The America’s Community Bankers Index (ABAQ) is just below breakeven year to date and just above its 200-day simple moving average at 146.34.

Chart Courtesy of Thomson / Reuters

ABAQ is an index of more than 500 publicly traded community banks and many are overexposed to Construction and Development Loans and Nonfarm, Nonresidential real estate loans where the three categories define a risk category called CRE loans.

Four of my ten predictions for 2010 are the result of the fact that nearly 3,000 community banks are overexposed to C&D and / or CRE loans.

The FDIC will close 150 to 200 banks in 2010 on the way to 500 to 800 by the end of 2012 into 2013. Banks in receipt of TARP will join the failed bank list. 181 banks have failed since the end of 2007.

The FDIC will tap its $500 billion line of credit in 2010, as the three year Deposit Insurance Fund prepaid fees of $45 billion will run dry. I estimate the DIF to total $23.1 billion at this time.

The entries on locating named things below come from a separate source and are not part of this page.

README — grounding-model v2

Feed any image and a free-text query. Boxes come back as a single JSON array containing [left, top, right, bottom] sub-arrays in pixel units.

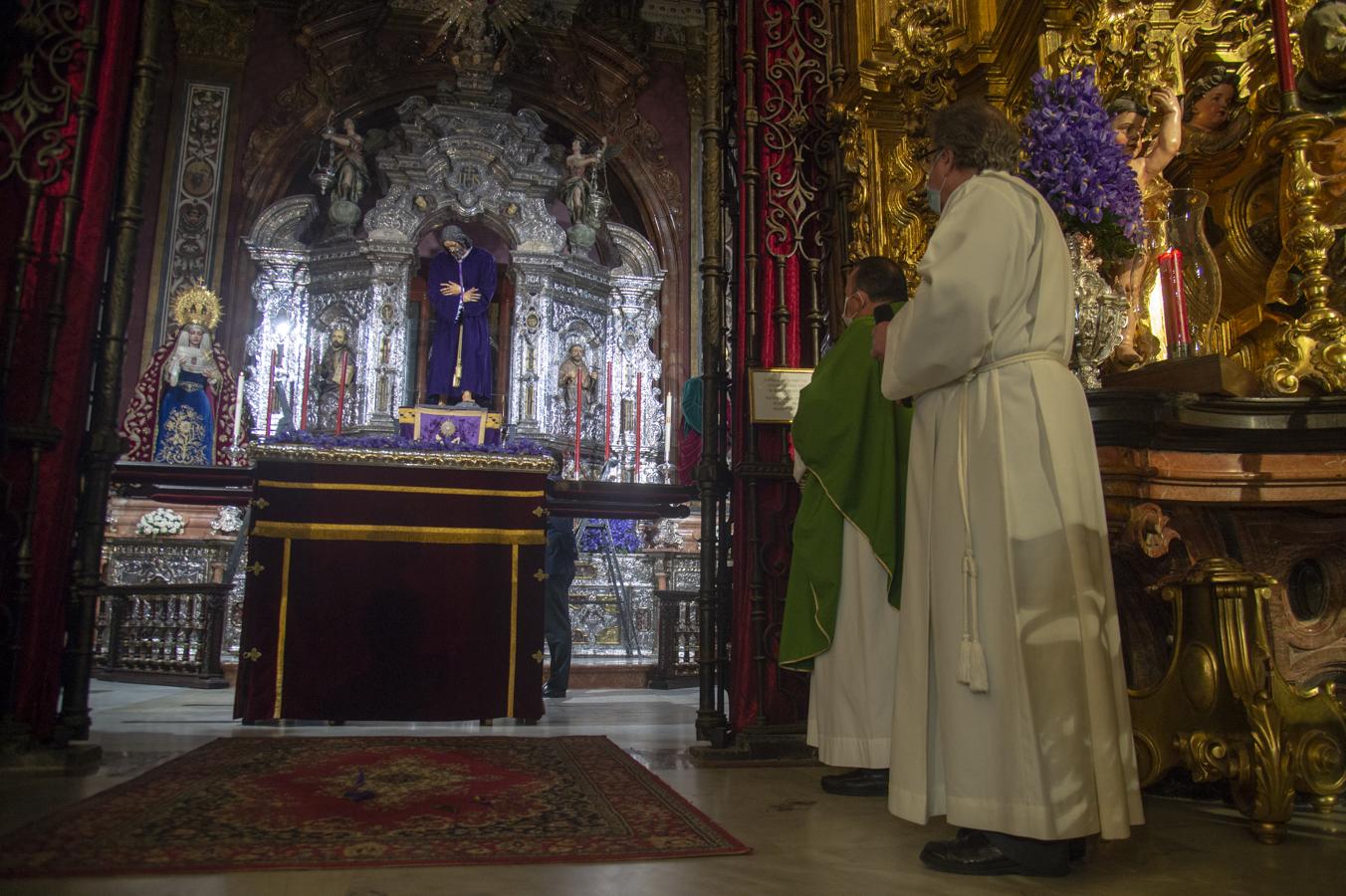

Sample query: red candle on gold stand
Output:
[[299, 348, 314, 429], [603, 360, 612, 464], [1159, 249, 1192, 357], [631, 372, 645, 482], [336, 349, 350, 436], [574, 370, 584, 479], [267, 348, 278, 439], [1270, 0, 1295, 95]]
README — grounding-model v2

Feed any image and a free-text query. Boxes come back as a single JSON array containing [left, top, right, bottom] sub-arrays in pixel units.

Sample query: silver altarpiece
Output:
[[245, 85, 665, 480]]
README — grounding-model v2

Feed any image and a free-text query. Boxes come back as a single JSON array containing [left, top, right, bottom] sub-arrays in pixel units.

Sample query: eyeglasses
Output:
[[917, 146, 944, 168]]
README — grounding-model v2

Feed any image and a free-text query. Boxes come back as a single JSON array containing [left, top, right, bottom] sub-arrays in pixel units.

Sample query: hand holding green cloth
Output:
[[780, 311, 911, 671]]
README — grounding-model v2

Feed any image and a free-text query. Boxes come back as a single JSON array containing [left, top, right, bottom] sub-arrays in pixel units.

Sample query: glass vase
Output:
[[1146, 190, 1221, 357]]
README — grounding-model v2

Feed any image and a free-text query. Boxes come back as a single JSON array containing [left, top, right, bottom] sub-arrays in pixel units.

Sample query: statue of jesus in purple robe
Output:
[[425, 225, 496, 405]]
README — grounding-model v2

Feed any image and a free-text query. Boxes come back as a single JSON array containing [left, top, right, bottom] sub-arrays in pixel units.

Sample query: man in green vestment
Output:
[[780, 257, 911, 795]]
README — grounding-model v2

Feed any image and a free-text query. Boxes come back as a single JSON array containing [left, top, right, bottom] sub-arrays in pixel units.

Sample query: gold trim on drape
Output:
[[252, 521, 547, 543], [257, 479, 547, 498]]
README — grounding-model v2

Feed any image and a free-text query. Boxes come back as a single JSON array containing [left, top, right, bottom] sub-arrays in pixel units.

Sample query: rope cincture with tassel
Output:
[[957, 368, 991, 694], [454, 323, 463, 389]]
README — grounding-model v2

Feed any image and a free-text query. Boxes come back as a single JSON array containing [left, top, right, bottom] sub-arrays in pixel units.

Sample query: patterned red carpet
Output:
[[0, 738, 750, 876]]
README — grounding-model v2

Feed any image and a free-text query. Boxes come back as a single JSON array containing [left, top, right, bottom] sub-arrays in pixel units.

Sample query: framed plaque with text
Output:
[[749, 367, 813, 424]]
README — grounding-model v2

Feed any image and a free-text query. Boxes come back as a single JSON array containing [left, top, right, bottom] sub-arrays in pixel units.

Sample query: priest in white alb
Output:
[[873, 101, 1141, 874]]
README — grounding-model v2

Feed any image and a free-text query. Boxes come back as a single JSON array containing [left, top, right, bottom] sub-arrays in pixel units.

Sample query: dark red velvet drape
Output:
[[0, 0, 140, 738], [730, 0, 827, 731]]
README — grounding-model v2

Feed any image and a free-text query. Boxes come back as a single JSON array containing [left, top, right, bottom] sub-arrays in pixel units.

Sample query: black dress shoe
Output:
[[921, 828, 1066, 877], [822, 769, 888, 796]]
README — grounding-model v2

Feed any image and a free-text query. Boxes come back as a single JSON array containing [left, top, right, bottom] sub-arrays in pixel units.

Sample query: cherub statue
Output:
[[1182, 69, 1251, 156]]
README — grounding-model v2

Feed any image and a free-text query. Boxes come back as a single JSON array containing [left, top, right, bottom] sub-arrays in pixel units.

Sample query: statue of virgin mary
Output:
[[122, 287, 245, 466]]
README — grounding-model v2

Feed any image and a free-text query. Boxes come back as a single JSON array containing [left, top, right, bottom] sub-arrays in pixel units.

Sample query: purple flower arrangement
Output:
[[578, 520, 645, 555], [271, 429, 551, 457], [1021, 68, 1144, 258]]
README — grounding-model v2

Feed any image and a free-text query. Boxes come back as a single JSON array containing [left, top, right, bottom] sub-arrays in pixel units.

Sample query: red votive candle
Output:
[[299, 348, 314, 429], [574, 370, 584, 479], [1159, 249, 1192, 357], [1270, 0, 1295, 95], [336, 349, 350, 436], [603, 360, 612, 464], [631, 372, 645, 482], [267, 348, 278, 439]]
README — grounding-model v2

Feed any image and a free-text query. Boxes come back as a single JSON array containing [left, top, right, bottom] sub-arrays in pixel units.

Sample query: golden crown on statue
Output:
[[172, 280, 221, 333]]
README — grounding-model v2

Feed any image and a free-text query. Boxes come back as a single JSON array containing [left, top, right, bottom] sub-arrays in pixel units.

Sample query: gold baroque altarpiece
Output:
[[833, 0, 1346, 842], [833, 0, 1346, 394]]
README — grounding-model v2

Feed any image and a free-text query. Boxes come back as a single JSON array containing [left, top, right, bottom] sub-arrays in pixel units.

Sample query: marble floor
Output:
[[0, 682, 1346, 896]]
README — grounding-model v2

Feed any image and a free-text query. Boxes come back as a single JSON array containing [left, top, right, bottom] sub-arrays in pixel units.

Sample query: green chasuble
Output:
[[780, 317, 911, 671]]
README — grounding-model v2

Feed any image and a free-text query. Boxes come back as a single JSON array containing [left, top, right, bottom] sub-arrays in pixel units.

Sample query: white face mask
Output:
[[841, 292, 864, 327]]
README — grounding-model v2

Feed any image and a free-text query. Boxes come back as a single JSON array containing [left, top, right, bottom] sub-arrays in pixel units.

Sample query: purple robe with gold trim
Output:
[[425, 248, 496, 402]]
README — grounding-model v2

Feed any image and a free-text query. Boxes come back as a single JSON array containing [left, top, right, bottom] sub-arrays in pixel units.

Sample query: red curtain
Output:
[[730, 0, 827, 731], [0, 0, 140, 739]]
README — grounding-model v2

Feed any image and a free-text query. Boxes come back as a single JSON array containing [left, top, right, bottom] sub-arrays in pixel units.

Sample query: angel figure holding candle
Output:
[[1108, 88, 1183, 367], [121, 284, 237, 467]]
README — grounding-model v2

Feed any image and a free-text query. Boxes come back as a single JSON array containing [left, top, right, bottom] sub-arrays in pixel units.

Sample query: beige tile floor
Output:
[[0, 682, 1346, 896]]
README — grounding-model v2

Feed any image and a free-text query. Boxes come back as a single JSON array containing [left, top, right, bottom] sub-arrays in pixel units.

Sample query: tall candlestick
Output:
[[267, 348, 279, 439], [631, 372, 645, 482], [664, 391, 673, 463], [1270, 0, 1295, 95], [574, 370, 584, 479], [299, 348, 314, 429], [336, 348, 350, 436], [229, 371, 245, 448], [603, 360, 612, 464], [1159, 249, 1192, 357]]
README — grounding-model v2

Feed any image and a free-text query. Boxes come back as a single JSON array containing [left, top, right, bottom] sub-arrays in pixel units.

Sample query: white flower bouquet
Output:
[[136, 507, 187, 539]]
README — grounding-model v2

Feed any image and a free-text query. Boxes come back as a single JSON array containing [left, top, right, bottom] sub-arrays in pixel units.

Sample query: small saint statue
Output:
[[318, 326, 355, 391], [323, 118, 368, 204], [317, 325, 355, 432], [556, 343, 597, 407], [561, 137, 607, 229]]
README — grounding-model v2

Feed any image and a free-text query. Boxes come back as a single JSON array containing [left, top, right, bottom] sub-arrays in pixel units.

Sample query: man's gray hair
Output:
[[928, 100, 1018, 171]]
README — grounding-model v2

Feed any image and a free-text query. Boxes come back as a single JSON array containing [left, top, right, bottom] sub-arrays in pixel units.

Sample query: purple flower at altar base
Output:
[[1020, 68, 1144, 258], [577, 520, 645, 555], [268, 429, 551, 457]]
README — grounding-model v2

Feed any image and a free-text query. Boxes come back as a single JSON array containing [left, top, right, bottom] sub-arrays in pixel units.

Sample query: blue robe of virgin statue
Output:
[[425, 248, 496, 403], [154, 370, 215, 466]]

Loan Defaults and Foreclosures will continue to rise due to waves of Alt-A mortgage resets and as unemployment pulls prime mortgages into default.

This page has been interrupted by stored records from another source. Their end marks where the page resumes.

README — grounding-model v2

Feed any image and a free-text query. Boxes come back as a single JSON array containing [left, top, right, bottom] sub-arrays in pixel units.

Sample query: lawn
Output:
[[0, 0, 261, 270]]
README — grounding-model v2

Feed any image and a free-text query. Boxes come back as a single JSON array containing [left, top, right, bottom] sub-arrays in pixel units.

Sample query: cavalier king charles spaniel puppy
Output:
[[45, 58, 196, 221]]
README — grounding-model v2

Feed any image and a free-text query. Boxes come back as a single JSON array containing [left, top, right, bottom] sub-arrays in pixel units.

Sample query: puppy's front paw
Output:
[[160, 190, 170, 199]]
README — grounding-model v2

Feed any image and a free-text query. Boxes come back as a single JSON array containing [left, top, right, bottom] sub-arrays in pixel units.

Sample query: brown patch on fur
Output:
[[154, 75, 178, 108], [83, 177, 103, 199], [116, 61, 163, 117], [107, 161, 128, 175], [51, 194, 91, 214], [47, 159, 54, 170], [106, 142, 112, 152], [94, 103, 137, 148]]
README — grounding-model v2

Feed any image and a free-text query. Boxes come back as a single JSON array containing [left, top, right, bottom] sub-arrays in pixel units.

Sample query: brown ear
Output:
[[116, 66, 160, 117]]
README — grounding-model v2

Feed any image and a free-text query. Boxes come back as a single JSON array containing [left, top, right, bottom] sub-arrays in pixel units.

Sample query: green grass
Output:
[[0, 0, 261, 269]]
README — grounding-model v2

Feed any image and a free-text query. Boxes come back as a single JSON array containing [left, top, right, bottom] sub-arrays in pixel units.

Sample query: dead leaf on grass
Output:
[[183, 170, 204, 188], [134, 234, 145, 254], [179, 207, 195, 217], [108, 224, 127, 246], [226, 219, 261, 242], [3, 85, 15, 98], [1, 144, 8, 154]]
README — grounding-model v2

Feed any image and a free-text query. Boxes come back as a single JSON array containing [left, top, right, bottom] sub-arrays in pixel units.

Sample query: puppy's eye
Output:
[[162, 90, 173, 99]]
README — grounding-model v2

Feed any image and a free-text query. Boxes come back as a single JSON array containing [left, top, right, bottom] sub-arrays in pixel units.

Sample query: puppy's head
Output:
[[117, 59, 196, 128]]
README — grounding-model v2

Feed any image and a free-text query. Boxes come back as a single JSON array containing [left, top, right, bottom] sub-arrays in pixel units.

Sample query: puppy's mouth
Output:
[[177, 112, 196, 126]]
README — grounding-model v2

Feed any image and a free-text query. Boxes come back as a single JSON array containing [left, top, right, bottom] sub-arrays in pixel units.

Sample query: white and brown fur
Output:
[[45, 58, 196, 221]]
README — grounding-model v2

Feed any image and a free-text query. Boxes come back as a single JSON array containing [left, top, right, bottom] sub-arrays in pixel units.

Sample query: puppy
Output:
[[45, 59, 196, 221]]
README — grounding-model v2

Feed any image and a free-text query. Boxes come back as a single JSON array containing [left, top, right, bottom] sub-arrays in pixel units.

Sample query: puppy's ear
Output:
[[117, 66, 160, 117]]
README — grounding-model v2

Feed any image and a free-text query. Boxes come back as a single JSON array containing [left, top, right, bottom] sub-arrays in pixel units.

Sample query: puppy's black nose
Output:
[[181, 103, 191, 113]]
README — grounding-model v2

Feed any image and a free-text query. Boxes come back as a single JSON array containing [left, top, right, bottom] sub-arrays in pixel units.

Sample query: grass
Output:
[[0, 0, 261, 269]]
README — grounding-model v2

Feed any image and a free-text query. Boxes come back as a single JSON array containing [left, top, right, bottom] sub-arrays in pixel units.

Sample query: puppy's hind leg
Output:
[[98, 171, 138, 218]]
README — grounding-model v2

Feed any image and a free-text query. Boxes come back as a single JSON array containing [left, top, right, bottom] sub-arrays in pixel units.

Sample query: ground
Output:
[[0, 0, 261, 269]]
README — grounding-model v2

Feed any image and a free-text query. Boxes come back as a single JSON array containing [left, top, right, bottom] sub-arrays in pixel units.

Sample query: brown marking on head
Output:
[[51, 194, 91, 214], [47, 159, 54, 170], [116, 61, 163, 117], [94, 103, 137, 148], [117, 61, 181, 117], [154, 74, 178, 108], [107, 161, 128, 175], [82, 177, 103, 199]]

The FDIC List of Problem Banks will exceed 700, as the FDIC attempts to keep up with the nearly 3,000 community banks overexposed to C&D and / or CRE loans.

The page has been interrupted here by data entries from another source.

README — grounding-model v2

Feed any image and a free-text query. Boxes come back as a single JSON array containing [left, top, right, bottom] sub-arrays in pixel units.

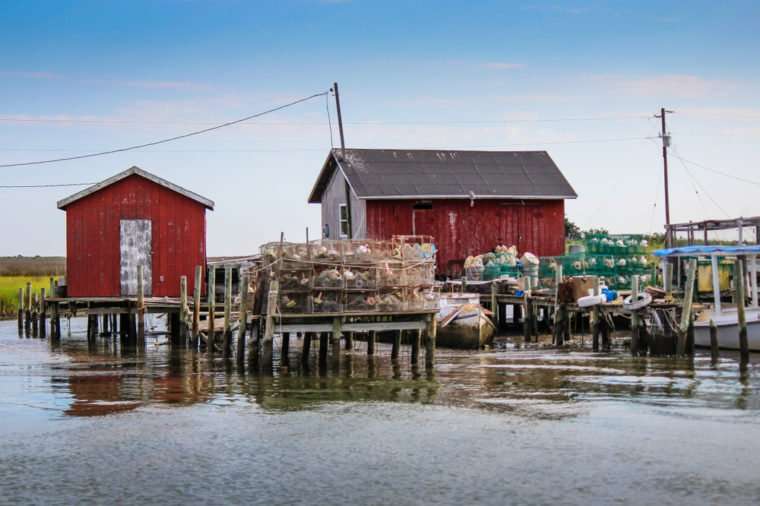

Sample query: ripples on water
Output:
[[0, 320, 760, 504]]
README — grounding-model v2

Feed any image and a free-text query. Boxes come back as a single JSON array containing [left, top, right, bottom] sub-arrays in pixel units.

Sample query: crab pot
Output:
[[278, 290, 312, 313], [311, 240, 346, 264], [343, 265, 377, 290], [402, 262, 435, 286], [313, 264, 345, 290], [311, 290, 343, 313], [377, 261, 406, 288], [280, 262, 313, 291], [377, 288, 407, 312], [345, 290, 378, 313]]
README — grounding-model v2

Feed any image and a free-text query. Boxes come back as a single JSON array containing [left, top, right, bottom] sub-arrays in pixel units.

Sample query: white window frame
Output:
[[338, 204, 350, 239]]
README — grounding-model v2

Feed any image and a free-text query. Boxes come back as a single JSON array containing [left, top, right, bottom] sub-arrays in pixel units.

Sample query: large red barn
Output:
[[58, 167, 214, 297], [309, 149, 577, 275]]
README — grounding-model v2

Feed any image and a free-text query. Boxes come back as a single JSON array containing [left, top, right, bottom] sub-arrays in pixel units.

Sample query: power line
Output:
[[674, 153, 760, 186], [0, 115, 648, 126], [0, 183, 95, 190], [0, 91, 329, 168]]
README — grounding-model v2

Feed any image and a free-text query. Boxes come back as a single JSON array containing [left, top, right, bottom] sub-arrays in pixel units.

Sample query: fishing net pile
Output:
[[261, 236, 438, 313], [540, 234, 656, 288], [464, 245, 539, 281]]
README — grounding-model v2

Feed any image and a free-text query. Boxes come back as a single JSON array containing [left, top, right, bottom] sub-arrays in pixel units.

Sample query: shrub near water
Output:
[[0, 256, 66, 316]]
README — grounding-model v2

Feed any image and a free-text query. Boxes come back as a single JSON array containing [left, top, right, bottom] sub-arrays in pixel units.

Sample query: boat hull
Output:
[[694, 308, 760, 351]]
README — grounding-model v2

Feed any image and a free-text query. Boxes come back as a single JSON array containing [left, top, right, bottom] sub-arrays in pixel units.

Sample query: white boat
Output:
[[694, 307, 760, 351], [436, 293, 496, 349], [658, 245, 760, 351]]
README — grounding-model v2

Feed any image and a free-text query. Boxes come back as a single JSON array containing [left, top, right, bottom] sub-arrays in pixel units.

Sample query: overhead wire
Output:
[[0, 91, 329, 168], [0, 183, 95, 190]]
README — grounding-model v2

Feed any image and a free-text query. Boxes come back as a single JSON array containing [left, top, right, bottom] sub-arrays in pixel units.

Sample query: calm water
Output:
[[0, 321, 760, 505]]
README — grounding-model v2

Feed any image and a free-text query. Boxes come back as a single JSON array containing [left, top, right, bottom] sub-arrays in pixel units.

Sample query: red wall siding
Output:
[[367, 200, 565, 273], [66, 175, 206, 297]]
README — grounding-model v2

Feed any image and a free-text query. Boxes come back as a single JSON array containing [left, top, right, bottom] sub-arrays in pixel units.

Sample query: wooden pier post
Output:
[[301, 332, 314, 367], [178, 276, 189, 346], [206, 266, 216, 354], [591, 276, 601, 351], [18, 288, 24, 337], [39, 287, 47, 339], [734, 258, 749, 366], [280, 332, 290, 367], [222, 266, 232, 358], [32, 293, 39, 337], [425, 315, 437, 370], [50, 302, 61, 343], [676, 258, 697, 355], [236, 272, 248, 366], [631, 274, 641, 357], [367, 330, 377, 355], [710, 320, 720, 365], [411, 330, 422, 364], [192, 265, 203, 350], [24, 281, 32, 337], [319, 332, 327, 368], [137, 265, 145, 344], [391, 330, 404, 360]]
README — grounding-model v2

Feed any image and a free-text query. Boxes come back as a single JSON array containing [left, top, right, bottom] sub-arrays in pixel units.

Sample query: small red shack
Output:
[[58, 167, 214, 297], [309, 149, 577, 275]]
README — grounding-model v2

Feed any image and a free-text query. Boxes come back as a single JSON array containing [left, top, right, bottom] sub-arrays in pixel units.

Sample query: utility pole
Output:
[[654, 107, 673, 248], [332, 83, 354, 239]]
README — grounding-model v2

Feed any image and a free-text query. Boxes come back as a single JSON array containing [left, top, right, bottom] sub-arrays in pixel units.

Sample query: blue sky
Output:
[[0, 0, 760, 255]]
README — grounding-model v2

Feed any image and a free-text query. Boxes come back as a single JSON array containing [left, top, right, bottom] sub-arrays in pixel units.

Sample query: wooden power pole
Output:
[[332, 83, 354, 239], [654, 107, 673, 248]]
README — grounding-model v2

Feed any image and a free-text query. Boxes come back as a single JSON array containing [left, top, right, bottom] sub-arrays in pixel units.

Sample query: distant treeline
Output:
[[0, 256, 66, 276]]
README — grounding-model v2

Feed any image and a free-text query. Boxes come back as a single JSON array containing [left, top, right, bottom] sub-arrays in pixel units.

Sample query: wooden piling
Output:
[[676, 258, 697, 355], [32, 293, 39, 337], [137, 265, 145, 344], [319, 332, 327, 367], [631, 274, 641, 357], [18, 288, 24, 337], [591, 276, 601, 351], [24, 281, 32, 337], [236, 270, 248, 365], [411, 330, 422, 364], [39, 287, 47, 339], [177, 276, 189, 346], [425, 315, 437, 369], [301, 332, 314, 367], [206, 266, 216, 353], [391, 330, 404, 360], [734, 258, 749, 365], [710, 320, 720, 365], [192, 265, 202, 350], [280, 332, 290, 366], [222, 266, 232, 358]]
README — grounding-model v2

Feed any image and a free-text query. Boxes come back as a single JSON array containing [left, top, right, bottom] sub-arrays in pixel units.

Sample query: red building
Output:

The Regional Banking Index (BKX) is still up 3.3% year to date, but these bigger banks are subject to the “Volcker Rule” and other measures to remove the mantra of being “too big to fail”. The BKX has been above its 200-day simple moving average at $42.29 since July 27th, but this support appears vulnerable given exposures to European countries such as Portugal, Ireland, Italy, Greece and Spain (PIIGS).

Chart Courtesy of Thomson / Reuters

When the FDIC releases its Quarterly Banking Profile for the 4th quarter on 2009 later this month we will see that away from the profits resulting from the zero percent funds rate, bad loans are rising and reserves for future losses are rising as well. Banks must gradually bring off balance sheet trusts back on their books beginning this year through 2012.

Total assets in the banking system should continue to decline as a leading indicator that after strong GDP growth in Q4 2009, that GDP will be vulnerable for a double dip in 2010.

Another one of my predictions for 2010 is that Fannie Mae and Freddie Mac will continue to drain taxpayer money as the Treasury provides unlimited lines of credit through 2012. The line of credit to the two GSEs will be $400 billion plus all losses over the next thirteen quarters. The FHFA estimates that the hit will be around $55 billion in 2010, which seems optimistic to me.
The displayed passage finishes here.